Tuesday, December 26, 2023

50 Years Ago: Some Facts About the Dock Strike - Hypocritical Attitude of Labour Spokesmen (1995)

The 50 Years Ago column from the December 1995 issue of the Socialist Standard

A great deal of cant has been spoken and written about the dockers’ “unofficial" strike which ended on November 5th, but with the threat that they will come out again if the negotiations now resumed do not give them satisfaction. The line taken by the daily Press and by the spokesmen of the Labour Government has been that there can be no recognition of “unofficial” action not endorsed by the central executives of the Transport and General Workers’ Union and the other unions involved. The pious attitude of the newspapers would be more convincing if there was the slightest reason to believe that they would have given their support if the strike had been official—but experience shows that if it had they would have opposed it just the same . . .

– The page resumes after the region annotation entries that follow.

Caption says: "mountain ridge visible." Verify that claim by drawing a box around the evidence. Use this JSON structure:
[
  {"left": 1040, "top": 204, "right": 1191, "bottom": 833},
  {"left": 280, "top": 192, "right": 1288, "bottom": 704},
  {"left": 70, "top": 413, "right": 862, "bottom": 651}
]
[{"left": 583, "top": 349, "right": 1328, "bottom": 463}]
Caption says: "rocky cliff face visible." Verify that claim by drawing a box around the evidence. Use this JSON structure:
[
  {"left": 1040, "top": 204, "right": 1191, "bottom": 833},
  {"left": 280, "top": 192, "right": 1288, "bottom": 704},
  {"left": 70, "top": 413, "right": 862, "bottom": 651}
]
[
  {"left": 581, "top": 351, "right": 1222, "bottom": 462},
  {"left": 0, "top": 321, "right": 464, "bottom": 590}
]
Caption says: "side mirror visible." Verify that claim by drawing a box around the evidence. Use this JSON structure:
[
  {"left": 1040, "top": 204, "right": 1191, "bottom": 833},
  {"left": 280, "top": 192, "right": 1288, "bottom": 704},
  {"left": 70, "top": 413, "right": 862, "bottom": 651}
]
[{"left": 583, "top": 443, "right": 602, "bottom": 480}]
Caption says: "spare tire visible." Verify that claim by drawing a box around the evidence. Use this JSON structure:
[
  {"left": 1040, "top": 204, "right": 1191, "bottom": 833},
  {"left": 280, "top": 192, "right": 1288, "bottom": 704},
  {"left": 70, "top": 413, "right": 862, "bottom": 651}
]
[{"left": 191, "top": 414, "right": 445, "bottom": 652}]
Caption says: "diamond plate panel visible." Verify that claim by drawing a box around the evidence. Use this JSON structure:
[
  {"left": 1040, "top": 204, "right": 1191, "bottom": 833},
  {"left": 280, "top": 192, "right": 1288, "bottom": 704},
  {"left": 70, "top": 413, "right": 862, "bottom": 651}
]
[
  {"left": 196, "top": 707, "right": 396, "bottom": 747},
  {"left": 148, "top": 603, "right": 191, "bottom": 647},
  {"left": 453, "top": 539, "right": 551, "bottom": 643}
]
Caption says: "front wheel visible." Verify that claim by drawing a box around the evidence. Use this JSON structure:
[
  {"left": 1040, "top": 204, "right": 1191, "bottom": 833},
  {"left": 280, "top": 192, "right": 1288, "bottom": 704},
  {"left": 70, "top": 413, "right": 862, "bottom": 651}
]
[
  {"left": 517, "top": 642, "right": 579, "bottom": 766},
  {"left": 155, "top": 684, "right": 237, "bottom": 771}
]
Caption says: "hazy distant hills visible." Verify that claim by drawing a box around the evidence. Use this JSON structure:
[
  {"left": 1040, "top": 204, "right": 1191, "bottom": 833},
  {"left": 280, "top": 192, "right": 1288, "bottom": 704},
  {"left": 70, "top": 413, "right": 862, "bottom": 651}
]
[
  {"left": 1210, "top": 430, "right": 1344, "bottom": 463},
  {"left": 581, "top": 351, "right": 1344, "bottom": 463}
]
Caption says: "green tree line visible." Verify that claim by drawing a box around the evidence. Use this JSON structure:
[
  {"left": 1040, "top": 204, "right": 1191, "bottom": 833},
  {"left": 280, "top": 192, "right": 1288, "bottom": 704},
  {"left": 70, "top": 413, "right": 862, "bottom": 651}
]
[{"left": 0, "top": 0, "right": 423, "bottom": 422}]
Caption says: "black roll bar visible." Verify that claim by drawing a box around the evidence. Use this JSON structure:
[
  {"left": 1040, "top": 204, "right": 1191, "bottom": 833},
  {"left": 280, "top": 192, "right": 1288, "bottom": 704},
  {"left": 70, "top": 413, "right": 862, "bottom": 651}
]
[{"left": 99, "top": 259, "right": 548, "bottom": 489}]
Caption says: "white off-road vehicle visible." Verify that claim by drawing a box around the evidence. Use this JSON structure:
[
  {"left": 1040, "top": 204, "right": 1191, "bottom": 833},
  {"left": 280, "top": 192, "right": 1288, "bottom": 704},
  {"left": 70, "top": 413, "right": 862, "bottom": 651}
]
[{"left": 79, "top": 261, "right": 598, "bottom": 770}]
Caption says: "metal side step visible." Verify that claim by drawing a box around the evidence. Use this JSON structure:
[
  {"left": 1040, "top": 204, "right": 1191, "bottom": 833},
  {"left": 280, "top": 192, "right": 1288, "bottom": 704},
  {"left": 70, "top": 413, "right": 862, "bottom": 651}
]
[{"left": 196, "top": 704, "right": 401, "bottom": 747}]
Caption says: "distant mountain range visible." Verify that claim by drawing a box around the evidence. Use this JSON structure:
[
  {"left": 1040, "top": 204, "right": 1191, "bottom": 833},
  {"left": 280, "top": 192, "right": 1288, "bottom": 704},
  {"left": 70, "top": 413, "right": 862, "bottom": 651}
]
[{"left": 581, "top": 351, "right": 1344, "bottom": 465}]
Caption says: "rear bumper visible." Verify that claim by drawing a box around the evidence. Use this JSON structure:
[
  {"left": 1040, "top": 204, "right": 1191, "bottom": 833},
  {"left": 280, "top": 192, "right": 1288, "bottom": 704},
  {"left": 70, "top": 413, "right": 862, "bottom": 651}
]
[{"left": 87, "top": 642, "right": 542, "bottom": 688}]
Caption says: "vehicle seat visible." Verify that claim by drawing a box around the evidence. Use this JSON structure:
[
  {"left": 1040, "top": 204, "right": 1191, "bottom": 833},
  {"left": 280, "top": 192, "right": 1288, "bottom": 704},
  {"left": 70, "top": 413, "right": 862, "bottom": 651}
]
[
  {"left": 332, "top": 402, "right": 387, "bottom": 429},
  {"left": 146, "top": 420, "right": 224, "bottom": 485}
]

Those who fancy that employment by the State or by a public utility corporation is the solution of the workers’ problems should think over the action of the P.L.A. when its workers came out on strike. “A notice warning Port of London permanent labourers that they would be ‘deemed to have left the service of the Authority without notice' if they did not return to work . . . was posted outside the Royal Albert Dock yesterday.” —(Daily Herald, 13th October, 1945.)

Capitalism runs true to form even if a Labour Government chooses to pretend that it is different because it now runs under different colours!